Wednesday, April 27, 2016

Commerce of Godmen

Commerce of Godmen

Spiritual entrepreneurs start with the peddling of intangibles by way of highfaluting sermons in florid flourishes of language, using arabesque turns of phrase and idiom. It is often accompanied by spectacular rituals that compel attention and the recycling of fossilised wisdom from old texts, all in exchange for the not so intangible collections from their followers ostensibly for the promotion of the Faith, the best Instrument to tackle the problems of the modern world. As Meera Nanda taunts in The God Market ‘...tradition is modernity and to go forward, Indians must face backward.’
Intoxicated by the unexpected success of these start-ups, the purveyors of supernatural and theological virtues first enter the fields of education and health care, both highly rewarding areas, and follow it up with obtaining grants of land from a benevolent government to aid their socially beneficent schemes. Exercising a business acumen that has been highly developed from the handling of large finances some eye real estate and parcel out land (against substantial donations) originally acquired for an Ashram, retailing it for the stay of devotees in the larger family defined by the ashram which is now lorded over by the New Age Guru.  Such is the usual trajectory of the Babas that a gullible population worships and deifies.

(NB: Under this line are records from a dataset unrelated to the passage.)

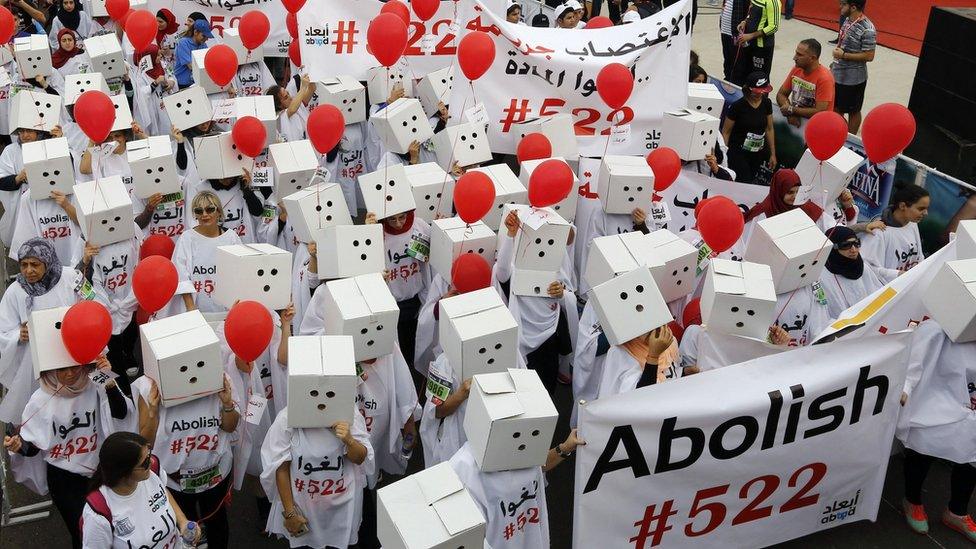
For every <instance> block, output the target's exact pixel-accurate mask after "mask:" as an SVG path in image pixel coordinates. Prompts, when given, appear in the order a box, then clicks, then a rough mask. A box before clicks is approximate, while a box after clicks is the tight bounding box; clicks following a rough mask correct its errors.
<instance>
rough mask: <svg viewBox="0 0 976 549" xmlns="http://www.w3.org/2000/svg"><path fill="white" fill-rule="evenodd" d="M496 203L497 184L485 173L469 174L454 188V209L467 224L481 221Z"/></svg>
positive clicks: (458, 214) (460, 181) (464, 177)
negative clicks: (495, 197) (467, 223)
mask: <svg viewBox="0 0 976 549" xmlns="http://www.w3.org/2000/svg"><path fill="white" fill-rule="evenodd" d="M494 203H495V184H494V183H492V182H491V178H490V177H488V175H487V174H485V173H484V172H467V173H466V174H464V175H462V176H461V177H460V178H459V179H458V182H457V184H456V185H455V186H454V209H455V210H457V212H458V217H460V218H461V219H463V220H464V222H465V223H474V222H475V221H480V220H481V218H482V217H484V216H485V214H487V213H488V212H489V210H491V206H492V205H493V204H494Z"/></svg>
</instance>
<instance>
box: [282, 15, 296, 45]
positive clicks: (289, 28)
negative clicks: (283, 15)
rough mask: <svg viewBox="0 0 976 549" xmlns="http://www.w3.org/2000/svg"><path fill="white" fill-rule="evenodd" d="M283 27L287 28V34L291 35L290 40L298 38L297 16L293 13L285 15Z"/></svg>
mask: <svg viewBox="0 0 976 549" xmlns="http://www.w3.org/2000/svg"><path fill="white" fill-rule="evenodd" d="M285 28H287V29H288V35H289V36H291V37H292V40H294V39H295V38H298V16H297V15H295V14H294V13H289V14H288V15H286V16H285Z"/></svg>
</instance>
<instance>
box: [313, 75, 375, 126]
mask: <svg viewBox="0 0 976 549" xmlns="http://www.w3.org/2000/svg"><path fill="white" fill-rule="evenodd" d="M315 96H316V97H318V104H319V105H332V106H333V107H335V108H337V109H339V111H340V112H342V118H343V120H345V122H346V125H347V126H348V125H349V124H356V123H359V122H364V121H365V120H366V88H365V87H363V85H362V84H360V83H359V81H358V80H356V79H355V78H353V77H351V76H348V75H345V74H340V75H339V76H336V77H335V78H334V79H331V80H325V81H323V82H316V83H315ZM385 100H386V99H384V101H385Z"/></svg>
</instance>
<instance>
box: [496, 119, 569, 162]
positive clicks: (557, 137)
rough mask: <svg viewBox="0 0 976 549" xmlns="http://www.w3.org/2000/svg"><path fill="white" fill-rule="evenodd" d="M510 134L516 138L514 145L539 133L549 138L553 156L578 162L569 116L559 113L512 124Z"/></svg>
mask: <svg viewBox="0 0 976 549" xmlns="http://www.w3.org/2000/svg"><path fill="white" fill-rule="evenodd" d="M512 132H513V133H514V134H515V136H516V140H515V143H516V145H517V144H518V142H519V141H521V140H522V138H523V137H525V136H526V135H528V134H530V133H541V134H542V135H544V136H546V137H547V138H549V143H550V144H551V145H552V155H553V156H559V157H562V158H565V159H567V160H569V161H571V162H575V161H577V160H579V145H578V143H577V141H576V128H575V126H574V125H573V117H572V116H571V115H569V114H566V113H560V114H554V115H551V116H543V117H540V118H531V119H529V120H526V121H524V122H521V123H518V124H514V125H513V126H512Z"/></svg>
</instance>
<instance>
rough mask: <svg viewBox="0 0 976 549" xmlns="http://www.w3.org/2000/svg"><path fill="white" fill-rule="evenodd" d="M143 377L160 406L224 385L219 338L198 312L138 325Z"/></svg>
mask: <svg viewBox="0 0 976 549" xmlns="http://www.w3.org/2000/svg"><path fill="white" fill-rule="evenodd" d="M139 332H140V336H141V340H142V364H143V367H144V369H145V373H146V377H148V378H149V379H151V380H153V381H155V382H156V386H157V387H159V396H160V400H161V401H162V403H163V406H166V407H169V406H175V405H177V404H182V403H184V402H189V401H191V400H195V399H197V398H201V397H204V396H207V395H212V394H214V393H217V392H219V391H220V390H221V389H223V388H224V365H223V361H222V360H221V354H220V340H219V339H217V334H215V333H214V331H213V328H211V327H210V325H209V324H207V320H206V319H205V318H204V317H203V314H201V313H200V311H189V312H186V313H182V314H178V315H174V316H171V317H167V318H163V319H160V320H154V321H152V322H147V323H145V324H143V325H142V326H140V327H139Z"/></svg>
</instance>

However, the ambitions of unbridled ascetics soar high and aspire to match the successes of the tycoons of commerce and industry. Diversification is the tool to use and the manufacture of fast moving consumer goods provides a potent answer. The constituency of devotees becomes a captive test market and in some cases acts as a distribution network greatly subsidising the costs of selling. Even the tasks of copywriters and advertisement managers become easy by using terms like Ayurveda, Patanjali, Science of the Ancients, Naturopathy, all of which tug at the emotions of a people not yet unburdened of tradition. The competition which starts by facing organised industry takes on a different fierceness when pitted between different ashrams. Brand loyalty is yoked to Guru loyalty.

If these spiritual enterprises, having co-opted the temporal without deviating from the spiritual, are to follow the well trodden path of modern industry, we may soon see black knights and white knights manoeuvering for control of the smaller corporations and even perhaps mergers and acquisitions. There are quite a few ashrams in decline and in need of resurrecting. Will the larger spiritual corporations come to their rescue?

As Gramsci said “The point of modernity is to live a life without illusions while not becoming disillusioned.”